きみと秘密を作る夜
祖母の部屋は、私の部屋の真下にある。

そりゃあ、窓越しの会話なんか、聞かれていたとしても不思議じゃない。


祖母は悲痛な顔をした。



「引っ越してきた頃はつまらなそうな顔ばかりしていたリナちゃんがよく笑うようになったのは、ハルくんのおかげだと思った。だから、ふたりの秘密を守ってやりたかった。なのに、こんなことになるなんて」


そう言って祖母は、涙をこぼした。

私は戸惑うことしかできない。



「泣かないでよ、おばあちゃん。何でおばあちゃんが泣くのよ」

「ごめんね。ごめんねぇ、リナちゃん」


小さくなる祖母の背中をさすろうと思ったのに、左手はギプスが邪魔してしまう。

私は途方に暮れてしまった。



「ねぇ、おばあちゃん。私、晴人に嫌われちゃったみたいなんだ。
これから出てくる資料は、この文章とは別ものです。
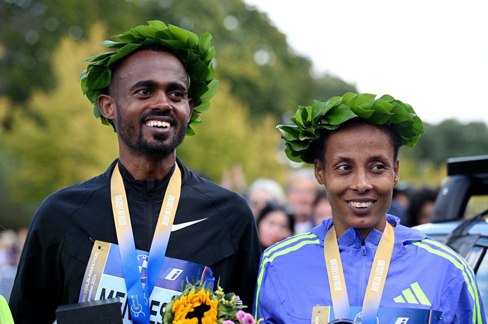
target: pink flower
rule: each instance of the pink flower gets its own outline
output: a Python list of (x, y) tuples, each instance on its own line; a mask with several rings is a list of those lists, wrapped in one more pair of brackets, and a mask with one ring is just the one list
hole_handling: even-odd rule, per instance
[(249, 313), (245, 313), (244, 318), (241, 323), (244, 324), (254, 324), (254, 318)]
[(244, 316), (245, 315), (245, 314), (246, 313), (244, 310), (240, 310), (237, 312), (237, 314), (236, 314), (236, 318), (239, 320), (239, 322), (242, 323), (243, 323), (243, 319), (244, 318)]

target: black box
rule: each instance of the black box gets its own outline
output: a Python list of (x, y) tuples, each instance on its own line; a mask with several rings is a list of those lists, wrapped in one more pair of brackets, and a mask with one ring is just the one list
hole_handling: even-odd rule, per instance
[(56, 321), (58, 324), (122, 324), (120, 298), (60, 306)]

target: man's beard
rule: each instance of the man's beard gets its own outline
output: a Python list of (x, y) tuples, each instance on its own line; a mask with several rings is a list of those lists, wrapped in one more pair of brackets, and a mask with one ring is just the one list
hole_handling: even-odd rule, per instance
[[(136, 131), (134, 125), (131, 124), (128, 122), (122, 112), (122, 109), (120, 109), (118, 106), (117, 109), (119, 117), (116, 125), (117, 133), (121, 139), (127, 146), (136, 151), (150, 155), (166, 156), (174, 152), (184, 139), (187, 125), (179, 125), (176, 117), (170, 112), (153, 111), (141, 116), (139, 122), (142, 126), (139, 129), (137, 138), (134, 140)], [(149, 117), (157, 116), (169, 117), (172, 120), (172, 127), (176, 130), (176, 132), (170, 141), (166, 141), (168, 135), (162, 134), (153, 134), (153, 139), (155, 141), (148, 141), (146, 138), (144, 138), (142, 134), (142, 121)]]

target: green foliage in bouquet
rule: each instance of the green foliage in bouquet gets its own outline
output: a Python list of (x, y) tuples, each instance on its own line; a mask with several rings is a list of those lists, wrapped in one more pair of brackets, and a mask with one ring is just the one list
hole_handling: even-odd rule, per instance
[(102, 116), (97, 100), (99, 96), (107, 93), (112, 81), (112, 65), (141, 46), (160, 45), (176, 52), (183, 62), (190, 79), (188, 97), (193, 99), (193, 113), (186, 131), (187, 135), (196, 133), (192, 127), (201, 123), (200, 114), (210, 107), (210, 100), (219, 88), (219, 81), (214, 80), (216, 74), (212, 63), (215, 49), (211, 46), (212, 36), (208, 33), (200, 39), (193, 33), (172, 25), (166, 26), (159, 20), (148, 21), (149, 26), (139, 26), (116, 37), (122, 42), (104, 40), (100, 43), (114, 50), (95, 55), (83, 61), (91, 62), (80, 76), (83, 94), (93, 104), (93, 113), (101, 118), (104, 125), (111, 125), (112, 121)]
[[(236, 315), (240, 309), (247, 306), (240, 304), (235, 294), (224, 293), (219, 283), (217, 284), (217, 290), (212, 292), (210, 284), (205, 287), (200, 281), (195, 283), (192, 279), (190, 283), (187, 278), (185, 285), (184, 282), (182, 282), (182, 294), (173, 296), (166, 305), (163, 317), (163, 324), (222, 324), (224, 321), (242, 323)], [(204, 307), (208, 310), (203, 313), (201, 321), (199, 321), (201, 319), (195, 318), (191, 313), (202, 305), (206, 305)], [(252, 318), (252, 315), (247, 315)]]
[(375, 100), (376, 97), (348, 92), (325, 102), (314, 100), (311, 106), (300, 106), (290, 119), (296, 125), (276, 126), (285, 141), (286, 156), (295, 162), (313, 163), (312, 142), (327, 130), (336, 129), (342, 123), (357, 117), (371, 124), (389, 123), (401, 136), (402, 145), (414, 146), (424, 133), (424, 125), (412, 106), (388, 95)]

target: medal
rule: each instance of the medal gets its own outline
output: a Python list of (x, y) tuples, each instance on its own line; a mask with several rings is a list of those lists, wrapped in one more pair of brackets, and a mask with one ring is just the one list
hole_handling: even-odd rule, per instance
[[(376, 323), (394, 242), (393, 228), (387, 222), (373, 261), (373, 266), (369, 274), (363, 305), (361, 324)], [(343, 319), (333, 321), (330, 323), (356, 323), (352, 320), (345, 319), (352, 317), (346, 287), (346, 278), (337, 244), (337, 236), (333, 225), (327, 231), (325, 235), (324, 242), (324, 254), (327, 266), (334, 313), (336, 318)]]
どうすればいいかなぁ」


なのに、祖母は何も言ってくれなかった。



晴人がいてくれたからこの町を好きになろうと思ったし、晴人と一緒だから高校も選んだ。

だけど、晴人がいなくなってしまったら、急に目の前が真っ暗になったみたいに、進むべき道を見失う。


私は、どうするべきなのか。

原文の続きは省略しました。